Enhancing Sentiment Analysis through Multimodal Fusion: A BERT-DINOv2 Approach
Zhao, Taoxu, Li, Meisi, Chen, Kehao, Wang, Liye, Zhou, Xucheng, Chaturvedi, Kunal, Prasad, Mukesh, Anaissi, Ali, Braytee, Ali
Multimodal sentiment analysis enhances conventional sentiment analysis, which traditionally relies solely on text, by incorporating information from different modalities such as images, text, and audio. This paper proposes a novel multimodal sentiment analysis architecture that integrates text and image data to provide a more comprehensive understanding of sentiments. For text feature extraction, we utilize BERT, a natural language processing model.
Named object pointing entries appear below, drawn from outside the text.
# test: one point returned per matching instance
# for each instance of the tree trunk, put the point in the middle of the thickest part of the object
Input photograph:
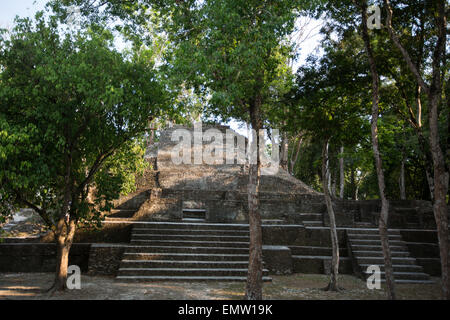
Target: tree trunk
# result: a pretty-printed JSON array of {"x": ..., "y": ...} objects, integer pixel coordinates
[
  {"x": 434, "y": 92},
  {"x": 384, "y": 214},
  {"x": 440, "y": 191},
  {"x": 284, "y": 151},
  {"x": 402, "y": 179},
  {"x": 294, "y": 155},
  {"x": 341, "y": 174},
  {"x": 64, "y": 239},
  {"x": 334, "y": 270},
  {"x": 255, "y": 265}
]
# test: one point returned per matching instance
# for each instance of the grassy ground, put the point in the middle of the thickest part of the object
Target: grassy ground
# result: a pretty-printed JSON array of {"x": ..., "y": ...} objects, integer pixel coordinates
[{"x": 292, "y": 287}]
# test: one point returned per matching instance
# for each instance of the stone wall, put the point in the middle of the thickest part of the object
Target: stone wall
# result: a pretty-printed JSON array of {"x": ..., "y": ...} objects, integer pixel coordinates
[
  {"x": 104, "y": 259},
  {"x": 39, "y": 257}
]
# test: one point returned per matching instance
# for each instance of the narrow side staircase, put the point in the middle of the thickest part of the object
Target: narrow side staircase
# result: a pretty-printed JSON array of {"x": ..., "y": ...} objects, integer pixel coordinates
[
  {"x": 365, "y": 245},
  {"x": 186, "y": 251},
  {"x": 311, "y": 219}
]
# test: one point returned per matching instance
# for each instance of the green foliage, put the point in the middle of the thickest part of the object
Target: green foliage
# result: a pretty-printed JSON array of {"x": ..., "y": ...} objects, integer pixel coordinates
[{"x": 70, "y": 110}]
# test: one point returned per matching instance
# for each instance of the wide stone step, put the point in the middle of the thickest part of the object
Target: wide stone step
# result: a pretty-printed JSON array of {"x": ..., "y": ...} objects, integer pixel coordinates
[
  {"x": 404, "y": 275},
  {"x": 190, "y": 232},
  {"x": 174, "y": 272},
  {"x": 185, "y": 249},
  {"x": 372, "y": 231},
  {"x": 313, "y": 223},
  {"x": 192, "y": 225},
  {"x": 396, "y": 267},
  {"x": 359, "y": 253},
  {"x": 376, "y": 242},
  {"x": 183, "y": 264},
  {"x": 373, "y": 236},
  {"x": 184, "y": 278},
  {"x": 192, "y": 243},
  {"x": 310, "y": 216},
  {"x": 152, "y": 256},
  {"x": 380, "y": 260},
  {"x": 410, "y": 281},
  {"x": 356, "y": 247},
  {"x": 195, "y": 237},
  {"x": 318, "y": 251}
]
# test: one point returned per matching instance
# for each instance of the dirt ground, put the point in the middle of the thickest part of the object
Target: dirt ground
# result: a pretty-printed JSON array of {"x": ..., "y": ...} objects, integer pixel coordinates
[{"x": 292, "y": 287}]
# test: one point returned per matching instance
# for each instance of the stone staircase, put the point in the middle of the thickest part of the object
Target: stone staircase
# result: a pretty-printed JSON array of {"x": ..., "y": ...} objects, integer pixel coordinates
[
  {"x": 365, "y": 246},
  {"x": 186, "y": 251},
  {"x": 311, "y": 219}
]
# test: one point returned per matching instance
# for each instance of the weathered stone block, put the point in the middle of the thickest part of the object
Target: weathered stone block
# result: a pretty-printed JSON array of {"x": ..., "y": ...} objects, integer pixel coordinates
[{"x": 277, "y": 259}]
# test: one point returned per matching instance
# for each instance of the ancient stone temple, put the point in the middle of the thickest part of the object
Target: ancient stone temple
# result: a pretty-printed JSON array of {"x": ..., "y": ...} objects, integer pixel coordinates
[{"x": 188, "y": 221}]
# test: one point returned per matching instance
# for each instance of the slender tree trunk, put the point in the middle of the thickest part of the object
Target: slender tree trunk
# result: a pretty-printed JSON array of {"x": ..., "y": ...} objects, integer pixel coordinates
[
  {"x": 334, "y": 270},
  {"x": 402, "y": 179},
  {"x": 341, "y": 174},
  {"x": 64, "y": 239},
  {"x": 284, "y": 151},
  {"x": 440, "y": 191},
  {"x": 294, "y": 155},
  {"x": 255, "y": 266},
  {"x": 434, "y": 92},
  {"x": 384, "y": 214},
  {"x": 353, "y": 182}
]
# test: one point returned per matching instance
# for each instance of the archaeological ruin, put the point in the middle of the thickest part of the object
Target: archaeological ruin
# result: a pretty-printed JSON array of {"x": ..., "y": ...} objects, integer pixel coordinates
[{"x": 189, "y": 222}]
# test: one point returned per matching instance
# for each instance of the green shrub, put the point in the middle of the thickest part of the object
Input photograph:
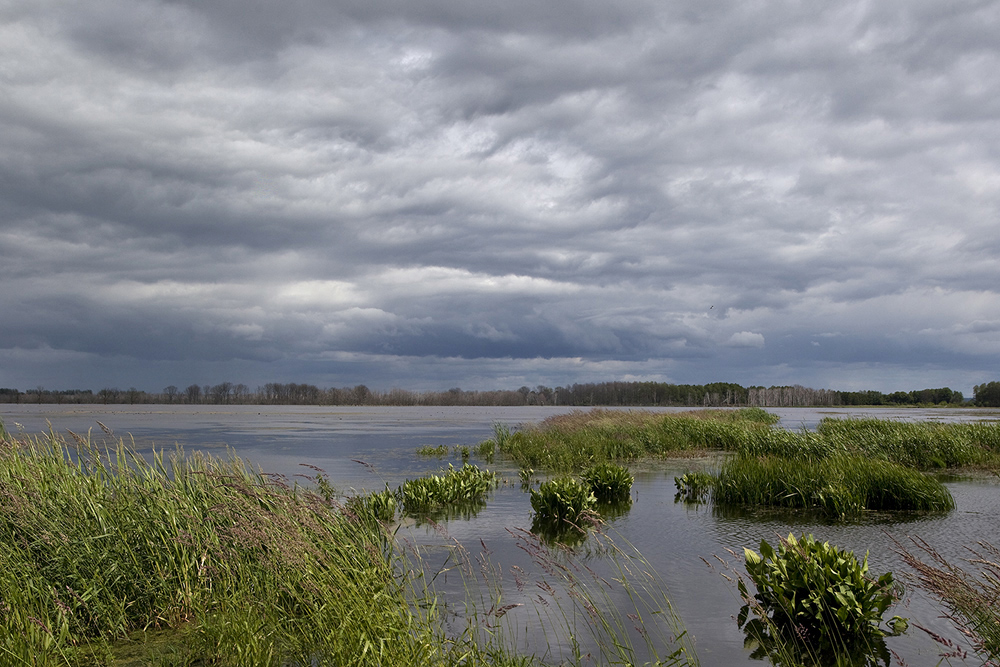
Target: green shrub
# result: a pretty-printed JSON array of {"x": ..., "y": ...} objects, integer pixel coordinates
[
  {"x": 609, "y": 483},
  {"x": 839, "y": 486},
  {"x": 693, "y": 487},
  {"x": 815, "y": 592},
  {"x": 563, "y": 502}
]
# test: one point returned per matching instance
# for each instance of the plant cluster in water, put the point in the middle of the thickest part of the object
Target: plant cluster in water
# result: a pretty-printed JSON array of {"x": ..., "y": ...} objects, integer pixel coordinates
[
  {"x": 815, "y": 599},
  {"x": 693, "y": 487}
]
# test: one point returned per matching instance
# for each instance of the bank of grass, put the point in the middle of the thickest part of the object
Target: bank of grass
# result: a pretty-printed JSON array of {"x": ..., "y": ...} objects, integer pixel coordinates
[
  {"x": 97, "y": 544},
  {"x": 845, "y": 467},
  {"x": 578, "y": 440},
  {"x": 107, "y": 558},
  {"x": 922, "y": 445},
  {"x": 839, "y": 486}
]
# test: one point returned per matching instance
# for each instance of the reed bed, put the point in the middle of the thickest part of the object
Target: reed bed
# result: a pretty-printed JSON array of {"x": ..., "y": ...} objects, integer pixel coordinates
[
  {"x": 98, "y": 545},
  {"x": 841, "y": 486},
  {"x": 579, "y": 440},
  {"x": 922, "y": 445},
  {"x": 970, "y": 592}
]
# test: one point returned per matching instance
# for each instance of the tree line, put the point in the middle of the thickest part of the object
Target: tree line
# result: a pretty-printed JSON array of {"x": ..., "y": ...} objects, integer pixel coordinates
[{"x": 716, "y": 394}]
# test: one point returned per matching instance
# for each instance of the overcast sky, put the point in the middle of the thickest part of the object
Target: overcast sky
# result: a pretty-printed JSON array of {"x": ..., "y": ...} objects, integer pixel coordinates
[{"x": 436, "y": 193}]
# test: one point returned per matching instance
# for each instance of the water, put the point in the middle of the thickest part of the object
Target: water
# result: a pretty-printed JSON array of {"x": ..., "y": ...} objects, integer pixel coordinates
[{"x": 674, "y": 538}]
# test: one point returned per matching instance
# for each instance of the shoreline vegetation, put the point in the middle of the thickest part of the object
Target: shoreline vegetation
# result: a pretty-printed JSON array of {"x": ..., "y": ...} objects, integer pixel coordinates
[
  {"x": 844, "y": 468},
  {"x": 184, "y": 559},
  {"x": 603, "y": 394}
]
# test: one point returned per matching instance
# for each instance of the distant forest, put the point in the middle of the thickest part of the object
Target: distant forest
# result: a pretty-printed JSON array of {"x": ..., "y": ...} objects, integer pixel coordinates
[{"x": 716, "y": 394}]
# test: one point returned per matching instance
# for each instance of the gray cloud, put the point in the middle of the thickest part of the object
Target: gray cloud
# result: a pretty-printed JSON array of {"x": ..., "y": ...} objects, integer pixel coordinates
[{"x": 438, "y": 194}]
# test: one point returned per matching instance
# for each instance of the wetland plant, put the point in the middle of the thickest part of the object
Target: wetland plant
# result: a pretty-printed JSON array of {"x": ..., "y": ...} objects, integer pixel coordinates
[
  {"x": 839, "y": 486},
  {"x": 693, "y": 487},
  {"x": 440, "y": 451},
  {"x": 610, "y": 483},
  {"x": 238, "y": 567},
  {"x": 814, "y": 599},
  {"x": 469, "y": 485}
]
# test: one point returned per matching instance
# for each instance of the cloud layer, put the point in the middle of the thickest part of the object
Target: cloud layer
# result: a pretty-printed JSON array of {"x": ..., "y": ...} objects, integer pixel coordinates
[{"x": 439, "y": 194}]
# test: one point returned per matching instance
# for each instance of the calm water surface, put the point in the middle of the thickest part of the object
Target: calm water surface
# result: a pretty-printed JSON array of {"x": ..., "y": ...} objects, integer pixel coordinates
[{"x": 674, "y": 538}]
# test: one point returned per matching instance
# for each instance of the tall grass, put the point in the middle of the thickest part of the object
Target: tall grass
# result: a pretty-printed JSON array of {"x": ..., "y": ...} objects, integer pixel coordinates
[
  {"x": 97, "y": 543},
  {"x": 840, "y": 486},
  {"x": 970, "y": 592},
  {"x": 608, "y": 611},
  {"x": 923, "y": 445}
]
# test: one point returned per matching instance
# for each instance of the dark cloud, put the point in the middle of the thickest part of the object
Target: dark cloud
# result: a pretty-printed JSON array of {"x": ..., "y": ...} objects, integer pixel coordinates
[{"x": 442, "y": 193}]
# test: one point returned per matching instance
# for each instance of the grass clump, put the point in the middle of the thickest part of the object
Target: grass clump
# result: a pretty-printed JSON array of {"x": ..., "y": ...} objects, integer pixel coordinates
[
  {"x": 467, "y": 486},
  {"x": 98, "y": 543},
  {"x": 839, "y": 486},
  {"x": 922, "y": 445},
  {"x": 563, "y": 503},
  {"x": 815, "y": 599},
  {"x": 693, "y": 487}
]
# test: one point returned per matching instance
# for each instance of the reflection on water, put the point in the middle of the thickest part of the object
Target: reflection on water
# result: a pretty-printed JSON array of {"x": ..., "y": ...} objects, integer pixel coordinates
[{"x": 684, "y": 544}]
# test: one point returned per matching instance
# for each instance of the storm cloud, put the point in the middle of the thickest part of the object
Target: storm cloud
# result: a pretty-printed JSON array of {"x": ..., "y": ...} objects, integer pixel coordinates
[{"x": 442, "y": 193}]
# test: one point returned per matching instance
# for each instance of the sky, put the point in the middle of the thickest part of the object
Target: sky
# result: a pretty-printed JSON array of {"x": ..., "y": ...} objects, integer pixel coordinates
[{"x": 429, "y": 194}]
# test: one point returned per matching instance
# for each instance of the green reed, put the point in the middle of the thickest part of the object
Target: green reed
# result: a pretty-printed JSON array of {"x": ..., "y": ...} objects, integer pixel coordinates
[
  {"x": 839, "y": 485},
  {"x": 923, "y": 445},
  {"x": 98, "y": 544},
  {"x": 467, "y": 485}
]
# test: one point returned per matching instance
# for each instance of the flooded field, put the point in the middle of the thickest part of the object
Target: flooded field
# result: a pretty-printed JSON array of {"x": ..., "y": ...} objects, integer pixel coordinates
[{"x": 681, "y": 542}]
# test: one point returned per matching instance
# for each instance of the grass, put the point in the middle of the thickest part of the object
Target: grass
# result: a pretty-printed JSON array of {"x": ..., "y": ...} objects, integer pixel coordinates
[
  {"x": 578, "y": 440},
  {"x": 107, "y": 558},
  {"x": 99, "y": 544},
  {"x": 970, "y": 593},
  {"x": 839, "y": 486},
  {"x": 458, "y": 489},
  {"x": 921, "y": 445}
]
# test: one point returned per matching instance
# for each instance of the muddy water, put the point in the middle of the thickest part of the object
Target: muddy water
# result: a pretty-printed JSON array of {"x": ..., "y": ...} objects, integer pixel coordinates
[{"x": 685, "y": 545}]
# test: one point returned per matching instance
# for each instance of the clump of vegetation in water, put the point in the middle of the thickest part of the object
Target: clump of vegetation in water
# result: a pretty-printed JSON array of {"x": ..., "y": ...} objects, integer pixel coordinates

For image feature extraction, we employ DINOv2, a vision-transformer-based model. The textual and visual latent features are integrated using proposed fusion techniques, namely the Basic Fusion Model, Self-Attention Fusion Model, and Dual-Attention Fusion Model. Experiments on three datasets--the Memotion 7k dataset, MVSA-single dataset, and MVSA-multi dataset--demonstrate the viability and practicality of the proposed multimodal architecture.